The woman shouting as she climbed the mountain was Lynn's friend, Rizpah. Rizpah was Lynn's assistant in many of the clinics, something like an LPN. Rizpah & her husband, Moses, were pillars of the church we were attending that day.

For the next 10 minutes as Rizpah climbed the mountain from the river she continued to shout. I didn't understand what she was saying, but I did understand the obvious joy in her voice.

We finally met up with this lady in her 50's. She & Lynn hugged & cried & danced around. When Lynn introduced me to Rizpah, she grabbed me & hugged me so hard I could barely breathe.

We walked on down to the river for the baptism where we experienced an equally abandoned outpouring of joy when Lynn appeared.

We walked back up the mountain, stayed for the worship service that lasted around 2 hours, during which Lynn was asked to preach (in Swahili, off the cuff). That is all a story for another time.

It wasn't until we got in the car to go back to Kisumu that I had time to ask Lynn what Rizpah had been shouting.

She said in essence she was praising God. She was praising & thanking Him for returning her friend & sister, Lynn, back to her home with the Africans who loved her, & that she had been there to live with them & meet not only their medical needs, but their spiritual & personal needs. Lynn said Rizpah was expressing a typical outpouring of praise & thanks to God that she had seen with the Africans the years she spent in Kenya.

I've never experienced since then a more unbridled expression of love.
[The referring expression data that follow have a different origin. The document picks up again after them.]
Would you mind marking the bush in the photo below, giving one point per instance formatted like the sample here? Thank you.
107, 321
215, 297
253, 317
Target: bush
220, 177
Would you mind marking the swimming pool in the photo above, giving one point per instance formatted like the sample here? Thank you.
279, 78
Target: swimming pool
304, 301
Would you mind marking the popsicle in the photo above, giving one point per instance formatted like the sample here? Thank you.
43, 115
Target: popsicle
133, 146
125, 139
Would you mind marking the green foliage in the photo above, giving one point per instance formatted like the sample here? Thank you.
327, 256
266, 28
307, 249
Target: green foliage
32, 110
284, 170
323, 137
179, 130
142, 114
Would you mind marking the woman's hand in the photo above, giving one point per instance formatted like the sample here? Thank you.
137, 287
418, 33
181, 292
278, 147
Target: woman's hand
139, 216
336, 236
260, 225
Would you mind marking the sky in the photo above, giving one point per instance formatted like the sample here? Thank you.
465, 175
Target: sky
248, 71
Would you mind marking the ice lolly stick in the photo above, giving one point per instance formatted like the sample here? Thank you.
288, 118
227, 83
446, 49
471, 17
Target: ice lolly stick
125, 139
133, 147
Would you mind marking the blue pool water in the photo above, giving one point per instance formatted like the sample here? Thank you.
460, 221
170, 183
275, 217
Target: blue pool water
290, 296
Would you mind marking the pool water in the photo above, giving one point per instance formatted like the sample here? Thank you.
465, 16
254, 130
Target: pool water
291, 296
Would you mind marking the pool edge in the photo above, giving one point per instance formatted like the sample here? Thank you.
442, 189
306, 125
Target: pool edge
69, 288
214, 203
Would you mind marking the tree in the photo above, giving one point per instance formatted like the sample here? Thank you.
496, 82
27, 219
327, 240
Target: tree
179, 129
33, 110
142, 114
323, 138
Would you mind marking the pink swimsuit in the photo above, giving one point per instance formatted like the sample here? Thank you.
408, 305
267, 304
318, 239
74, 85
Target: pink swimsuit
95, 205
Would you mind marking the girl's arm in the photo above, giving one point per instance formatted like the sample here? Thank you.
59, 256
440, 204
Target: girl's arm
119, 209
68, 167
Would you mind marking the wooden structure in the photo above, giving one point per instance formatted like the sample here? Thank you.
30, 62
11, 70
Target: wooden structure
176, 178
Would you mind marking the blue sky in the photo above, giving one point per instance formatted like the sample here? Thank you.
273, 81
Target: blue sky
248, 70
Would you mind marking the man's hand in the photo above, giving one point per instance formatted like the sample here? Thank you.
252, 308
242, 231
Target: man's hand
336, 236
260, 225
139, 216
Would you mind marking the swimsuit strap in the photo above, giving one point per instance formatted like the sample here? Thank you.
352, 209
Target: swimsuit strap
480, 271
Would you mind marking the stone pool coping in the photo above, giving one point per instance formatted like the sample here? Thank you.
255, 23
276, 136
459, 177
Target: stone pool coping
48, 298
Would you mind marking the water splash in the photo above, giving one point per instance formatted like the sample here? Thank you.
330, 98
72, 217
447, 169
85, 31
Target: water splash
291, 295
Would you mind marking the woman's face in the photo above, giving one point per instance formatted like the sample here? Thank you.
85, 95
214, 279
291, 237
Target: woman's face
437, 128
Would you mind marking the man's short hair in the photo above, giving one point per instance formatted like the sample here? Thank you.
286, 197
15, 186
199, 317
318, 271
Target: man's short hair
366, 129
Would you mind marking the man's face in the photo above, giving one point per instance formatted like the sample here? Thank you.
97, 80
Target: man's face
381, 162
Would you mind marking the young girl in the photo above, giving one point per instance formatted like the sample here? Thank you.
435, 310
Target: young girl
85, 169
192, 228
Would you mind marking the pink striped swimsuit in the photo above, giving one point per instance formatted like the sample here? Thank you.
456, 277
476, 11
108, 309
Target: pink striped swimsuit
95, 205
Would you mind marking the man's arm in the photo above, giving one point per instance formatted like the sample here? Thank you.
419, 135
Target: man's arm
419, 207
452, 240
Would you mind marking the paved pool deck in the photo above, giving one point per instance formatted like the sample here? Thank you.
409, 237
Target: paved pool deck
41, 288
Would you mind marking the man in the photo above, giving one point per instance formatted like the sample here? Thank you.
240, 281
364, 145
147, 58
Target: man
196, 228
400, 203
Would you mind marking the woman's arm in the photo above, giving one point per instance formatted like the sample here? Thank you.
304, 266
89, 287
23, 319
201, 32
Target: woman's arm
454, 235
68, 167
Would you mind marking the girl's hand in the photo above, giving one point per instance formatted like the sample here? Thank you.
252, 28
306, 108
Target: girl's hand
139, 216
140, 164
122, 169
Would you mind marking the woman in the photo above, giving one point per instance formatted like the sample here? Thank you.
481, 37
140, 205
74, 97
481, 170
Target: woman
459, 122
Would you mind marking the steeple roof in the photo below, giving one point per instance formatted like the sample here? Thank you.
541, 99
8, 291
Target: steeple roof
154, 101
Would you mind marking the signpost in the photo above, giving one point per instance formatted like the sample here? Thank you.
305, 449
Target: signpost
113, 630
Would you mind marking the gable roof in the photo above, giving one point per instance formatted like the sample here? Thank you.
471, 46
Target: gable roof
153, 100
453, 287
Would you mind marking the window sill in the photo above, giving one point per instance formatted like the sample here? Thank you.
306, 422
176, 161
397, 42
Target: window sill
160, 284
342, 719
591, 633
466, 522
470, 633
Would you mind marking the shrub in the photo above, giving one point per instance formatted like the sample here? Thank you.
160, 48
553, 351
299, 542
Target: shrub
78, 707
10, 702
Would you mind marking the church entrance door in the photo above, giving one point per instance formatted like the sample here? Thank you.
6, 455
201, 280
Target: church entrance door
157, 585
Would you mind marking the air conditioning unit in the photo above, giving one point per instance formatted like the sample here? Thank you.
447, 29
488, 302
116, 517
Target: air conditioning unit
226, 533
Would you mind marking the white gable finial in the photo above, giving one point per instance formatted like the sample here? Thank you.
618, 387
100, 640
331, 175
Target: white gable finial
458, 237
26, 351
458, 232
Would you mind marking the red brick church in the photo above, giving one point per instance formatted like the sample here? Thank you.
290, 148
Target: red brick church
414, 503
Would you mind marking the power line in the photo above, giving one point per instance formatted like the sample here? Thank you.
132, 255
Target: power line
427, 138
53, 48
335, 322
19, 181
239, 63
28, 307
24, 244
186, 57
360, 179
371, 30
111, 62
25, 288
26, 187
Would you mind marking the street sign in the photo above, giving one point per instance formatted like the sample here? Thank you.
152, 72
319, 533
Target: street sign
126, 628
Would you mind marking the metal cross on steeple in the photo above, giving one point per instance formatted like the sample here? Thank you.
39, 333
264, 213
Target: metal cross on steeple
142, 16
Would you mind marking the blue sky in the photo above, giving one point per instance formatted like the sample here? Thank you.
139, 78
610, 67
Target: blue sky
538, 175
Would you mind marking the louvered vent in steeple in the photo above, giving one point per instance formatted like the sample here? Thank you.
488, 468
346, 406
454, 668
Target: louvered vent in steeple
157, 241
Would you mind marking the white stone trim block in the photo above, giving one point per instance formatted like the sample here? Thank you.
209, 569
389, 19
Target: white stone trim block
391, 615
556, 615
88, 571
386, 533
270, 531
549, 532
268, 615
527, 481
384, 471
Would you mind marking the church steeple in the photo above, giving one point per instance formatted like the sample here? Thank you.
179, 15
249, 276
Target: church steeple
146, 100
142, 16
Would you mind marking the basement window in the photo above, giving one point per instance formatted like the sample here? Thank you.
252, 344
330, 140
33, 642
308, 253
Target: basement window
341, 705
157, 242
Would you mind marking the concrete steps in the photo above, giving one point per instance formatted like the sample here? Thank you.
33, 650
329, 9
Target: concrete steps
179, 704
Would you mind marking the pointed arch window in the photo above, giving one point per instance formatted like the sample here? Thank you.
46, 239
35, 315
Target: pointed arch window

But I also saw the amazing impact Lynn had had with the Kenya Africans around Kisumu.



I wish there was 1 tenth of 1% of that kind of connection for Lynn now. 99% of the people in our lives have disappeared, which is typical for people who are afflicted with Alzheimer's. It is fraught with pathos that a person who had given her life & had connected at so many levels there in Kenya, as well in the health departments of middle Georgia, plus the nursing students & colleagues in 2 universities, would spend the years of her greatest personal need in ignominy with no connections & as a inconsequential, insignificant old lady on the periphery of life.